C’est un nouveau jeu, un nouveau pari, une nouvelle matière aux digressions les plus alambiquées. Aurora cherche des modèles pour son ouvrage et trouve deux éléments adéquats : la lycéenne lucide déjà amoureuse et le fiancée mature toujours libertin. C’est en passant du temps avec la fille de son hôtesse, Laura, seize ans, que celui-ci s’engage dans un jeu dangereux. Mais il y a une double barrière. Tout d’abord, Laura est bloquée par la situation maritale de Jérôme et ce dernier n’éprouve guère la sensation de challenge en côtoyant la demoiselle qu’il sent bien trop facilement éprise de lui. Le jeu se reporte alors soudainement sur la demi-sœur, d’un an l’aînée de Laura. Plus secrète, candide, mystérieuse, elle se rapproche énormément de Haydée, la collectionneuse, qui avait le pouvoir mais le masquait aisément par sa fausse crédulité.

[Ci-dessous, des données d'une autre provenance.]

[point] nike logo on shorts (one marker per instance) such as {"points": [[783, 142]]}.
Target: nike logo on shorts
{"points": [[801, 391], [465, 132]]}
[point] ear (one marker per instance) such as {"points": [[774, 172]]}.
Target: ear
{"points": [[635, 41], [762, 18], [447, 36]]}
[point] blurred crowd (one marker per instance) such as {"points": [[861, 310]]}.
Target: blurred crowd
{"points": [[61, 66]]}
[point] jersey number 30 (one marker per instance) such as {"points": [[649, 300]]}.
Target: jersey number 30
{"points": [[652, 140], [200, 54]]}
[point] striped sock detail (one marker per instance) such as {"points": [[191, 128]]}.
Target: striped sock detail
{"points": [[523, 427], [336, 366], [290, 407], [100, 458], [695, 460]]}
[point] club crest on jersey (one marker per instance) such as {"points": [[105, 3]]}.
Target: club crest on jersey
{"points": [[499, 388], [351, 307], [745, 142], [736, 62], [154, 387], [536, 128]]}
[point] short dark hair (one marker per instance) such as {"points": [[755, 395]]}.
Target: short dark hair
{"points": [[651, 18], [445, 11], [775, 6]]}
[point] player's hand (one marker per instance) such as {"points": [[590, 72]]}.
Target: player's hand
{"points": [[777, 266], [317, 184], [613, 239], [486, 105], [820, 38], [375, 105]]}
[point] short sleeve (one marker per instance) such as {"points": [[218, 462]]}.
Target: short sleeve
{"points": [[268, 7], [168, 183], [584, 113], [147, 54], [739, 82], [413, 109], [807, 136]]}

Claire aura mis du temps à entrer dans le récit, d’abord enfermée en photo dans un cadre au-dessus d’une cheminée puis accompagnée, lors de sa première apparition à l’écran, par un garçon de son âge. Si le jeu de la séduction est avant tout engagé avec la plus jeune des sœurs, érudite mais cible facile, c’est avec Claire qu’il expérimentera vite cette quête de l’impossible, ne trouvant que trop de facilité à séduire celle dont il s’était fixé le défi au départ. Jérôme dit un moment qu’il n’est pas à l’aise avec Claire car il est persuadé qu’il ne pourra la séduire par ses mots comme il peut très facilement le faire avec Laura. Le copain de la jeune femme n’a in fine aucune influence sur ses choix. Preuve en est que le nouveau flirt suspect de Laura (pour tenter de le rendre jaloux, probablement) ne change rien à son aiguillage. Jérôme recherche alors le pôle magnétique de son désir émanant du corps de Claire et jettera son dévolu sur son genou qui attire son attention dans un premier temps aux abords d’un cours de tennis puis définitivement dans la séquence de cueillette de cerise.
De cet apparent jeu enfantin au parfum de défi estival, Rohmer tire le portrait d’un homme quarantenaire sûr de sa fidélité mais dont la faiblesse sera celle de la séduction, comme s’il revivait sa jeunesse au seuil d’une vie qui allait bientôt lui empêcher tout écart volage. Jérôme évoque énormément le Vidal de Ma nuit chez Maud, quelqu’un d’invulnérable en apparence, de joueur qui peut vite s’effacer, de libertin réfléchi. L’aventure méthodique, rigoureuse, qui traversera chacun de ses six contes, où les personnages analysent leur propre fidélité en se fixant des règles précises pour parfaire leur défi qui prend souvent des détours inattendus, témoignant de leur faiblesse de joueur invétéré, prend une dimension à priori plus théorique. La fin montre aussi bien la réussite de l’entreprise (Jérôme finit par caresser le genou de la jeune femme alors que le défi était selon lui un sommet de difficulté dans la mesure où il devait faire passer le geste pour de la compassion et non pour une éventuelle séduction) que son échec (le dernier plan voit la réconciliation de Claire et de son petit ami alors que Jérôme avait révélé les infidélités de son homme) ce qui prouve la limite des ses certitudes, la fragilité de ses croyances et donc de sa fidélité.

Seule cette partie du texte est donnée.